Internet et les réseaux sociaux créent de nouvelles habitudes. Les règles, procédures et services s’imaginent à mesure où les nouvelles questions se posent. Ainsi en va-t-il de la prise en compte du virtuel après la mort physique.
Au moment de la mort d’une personne, une série de procédures se met en marche : messages à l’état civil, à la sécurité sociale, à la banque… Mais la famille ne pense pas toujours aux réseaux sociaux et aux multiples comptes ouverts sur Internet. Ils sont le reflet de la vie menée par la personne : ses souvenirs, ses passions, les magasins où elle aimait commander. La découverte se fera parfois par un courriel de rappel adressé au ou par le défunt quand la configuration n’a pas été changée. Cela existait déjà avec la publicité papier mais la quantité a augmenté avec la facilité du virtuel. D’ailleurs, certains ne disent pas qu’ils possèdent des comptes ou ne laissent pas les mots de passe pour y accéder. Le réseau social restera alors le témoin de leurs espoirs passés avec parfois la surprise de continuer à les lire comme s’il s’agissait de leur journal intime. Internet, et a fortiori les réseaux sociaux, fonctionnent comme une sorte d’allégorie de l’au-delà : la vie y est dématérialisée, on ne peut pas le toucher, il semble illimité… de là à imaginer qu’il y aura aussi une vie éternelle, il n’y a qu’un pas.
Pas de profil inactif
Les réseaux sociaux ont mis du temps à s’apercevoir de cette non prise en compte de la mort physique. Cependant, depuis 2014, Facebook propose aux proches des défunts, soit de supprimer le compte soit de le transformer en « compte de commémoration », c’est-à-dire un compte où il est impossible à de nouveaux « amis » de s’inscrire, mais où il reste possible de partager des souvenirs et des pensées émues… Certains entretiennent longtemps le souvenir d’un défunt sur Facebook : les dates anniversaires, les souvenirs partagés dans le réseau des amis, les hommages, l’émotion… Aujourd’hui, la plupart des internautes ont fait de Facebook un haut lieu où se mélangent images, déclarations publiques et conversations privées. Du côté de Facebook, l’algorithme ne se préoccupe pas de savoir si la personne est vivante ou non, tout ce qui l’intéresse c’est que le profil reste actif, quitte à ce que cette activité se passe via des messages de condoléances.
Effacer toute trace
Toute médaille a son revers. Facebook pense aider en republiant certains contenus à leur date anniversaire. Il est alors bien agréable de revoir les photos des merveilleuses vacances passées sur une île paradisiaque. Parfois cependant, et c’est le cas de ce père qui a fait un scandale, le programme informatique ressort de sa propre initiative, les photos d’un proche maintenant décédé. Dans la vie aussi les endroits, odeurs, affaires font surgir en nous les souvenirs. Ils sont parfois troublants. Mais nous ne sommes pas forcément prêt à accepter d’un algorithme ce que nous tolérons de notre cerveau.
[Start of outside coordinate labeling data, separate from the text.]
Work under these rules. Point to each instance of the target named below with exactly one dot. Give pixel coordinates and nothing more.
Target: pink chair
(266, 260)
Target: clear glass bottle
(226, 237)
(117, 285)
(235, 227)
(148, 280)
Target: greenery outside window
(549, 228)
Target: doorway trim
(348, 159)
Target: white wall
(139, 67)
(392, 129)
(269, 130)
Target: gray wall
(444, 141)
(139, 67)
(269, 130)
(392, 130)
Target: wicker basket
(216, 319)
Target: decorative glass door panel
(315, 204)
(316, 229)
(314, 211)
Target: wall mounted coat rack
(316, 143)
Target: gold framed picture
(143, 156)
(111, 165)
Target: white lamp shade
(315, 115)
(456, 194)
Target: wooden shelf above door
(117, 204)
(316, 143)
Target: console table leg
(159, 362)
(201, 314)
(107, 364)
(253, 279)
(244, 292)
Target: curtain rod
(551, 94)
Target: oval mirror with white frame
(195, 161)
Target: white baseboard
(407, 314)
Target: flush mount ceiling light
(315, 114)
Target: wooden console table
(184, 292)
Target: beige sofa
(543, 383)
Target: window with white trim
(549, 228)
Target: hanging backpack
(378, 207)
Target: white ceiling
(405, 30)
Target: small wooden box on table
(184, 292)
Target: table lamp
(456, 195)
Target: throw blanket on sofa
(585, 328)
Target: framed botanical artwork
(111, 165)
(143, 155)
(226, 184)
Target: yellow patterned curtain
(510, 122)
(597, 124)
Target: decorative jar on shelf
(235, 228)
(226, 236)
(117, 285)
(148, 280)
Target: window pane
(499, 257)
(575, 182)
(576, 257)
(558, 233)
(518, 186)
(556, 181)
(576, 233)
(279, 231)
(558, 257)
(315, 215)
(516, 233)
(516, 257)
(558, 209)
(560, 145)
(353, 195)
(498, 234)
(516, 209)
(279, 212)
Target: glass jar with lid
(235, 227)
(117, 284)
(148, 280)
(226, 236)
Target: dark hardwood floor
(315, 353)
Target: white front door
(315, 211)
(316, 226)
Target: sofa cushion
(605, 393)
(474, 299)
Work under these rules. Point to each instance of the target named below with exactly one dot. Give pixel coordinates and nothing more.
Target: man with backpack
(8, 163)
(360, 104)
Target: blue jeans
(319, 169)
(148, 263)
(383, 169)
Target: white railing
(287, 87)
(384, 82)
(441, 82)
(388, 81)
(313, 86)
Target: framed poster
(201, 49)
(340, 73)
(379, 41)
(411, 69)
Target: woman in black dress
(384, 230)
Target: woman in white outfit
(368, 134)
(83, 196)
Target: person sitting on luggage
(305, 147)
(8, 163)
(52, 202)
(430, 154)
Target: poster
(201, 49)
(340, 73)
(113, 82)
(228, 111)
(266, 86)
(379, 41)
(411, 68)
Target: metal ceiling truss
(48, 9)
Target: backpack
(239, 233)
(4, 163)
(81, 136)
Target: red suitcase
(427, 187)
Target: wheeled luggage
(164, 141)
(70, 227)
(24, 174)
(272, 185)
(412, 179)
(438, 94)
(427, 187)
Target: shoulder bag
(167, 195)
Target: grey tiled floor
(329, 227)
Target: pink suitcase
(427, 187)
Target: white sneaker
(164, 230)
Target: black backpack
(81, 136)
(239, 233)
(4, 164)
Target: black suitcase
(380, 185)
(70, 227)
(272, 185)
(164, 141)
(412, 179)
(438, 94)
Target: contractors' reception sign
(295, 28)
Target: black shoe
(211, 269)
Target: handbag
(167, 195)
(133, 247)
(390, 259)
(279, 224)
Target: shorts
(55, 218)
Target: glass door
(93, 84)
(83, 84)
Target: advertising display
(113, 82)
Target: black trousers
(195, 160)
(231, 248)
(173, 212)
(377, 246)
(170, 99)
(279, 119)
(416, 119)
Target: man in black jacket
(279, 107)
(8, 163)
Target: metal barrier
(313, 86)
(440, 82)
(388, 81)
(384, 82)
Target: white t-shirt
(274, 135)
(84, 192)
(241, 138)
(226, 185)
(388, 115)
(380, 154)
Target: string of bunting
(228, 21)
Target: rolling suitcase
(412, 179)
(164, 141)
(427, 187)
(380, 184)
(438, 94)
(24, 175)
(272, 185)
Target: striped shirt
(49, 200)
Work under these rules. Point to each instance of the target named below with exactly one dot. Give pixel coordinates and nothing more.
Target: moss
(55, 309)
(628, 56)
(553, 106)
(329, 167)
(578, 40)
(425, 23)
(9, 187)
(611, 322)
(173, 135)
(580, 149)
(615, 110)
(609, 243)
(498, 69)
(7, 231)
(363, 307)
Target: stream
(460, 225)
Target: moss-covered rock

Enfin, alors que certains veulent perdurer sur la toile, d’autres cherchent à s’en faire disparaître. Cela consiste à retirer les amis, les images, les groupes… de manière systématique, puis, dans un dernier mouvement à désactiver le compte. Un néologisme décrit l’action « suicider son compte ». L’utilisation de ce verbe n’est pas neutre et montre que la limite entre le réel et le virtuel tend à s’estomper à l’usage. L’histoire récente de ce jeune homme sauvé du suicide parce que ses amis avaient repéré qu’il vidait ses comptes de réseaux sociaux en représente sans doute un point ultime.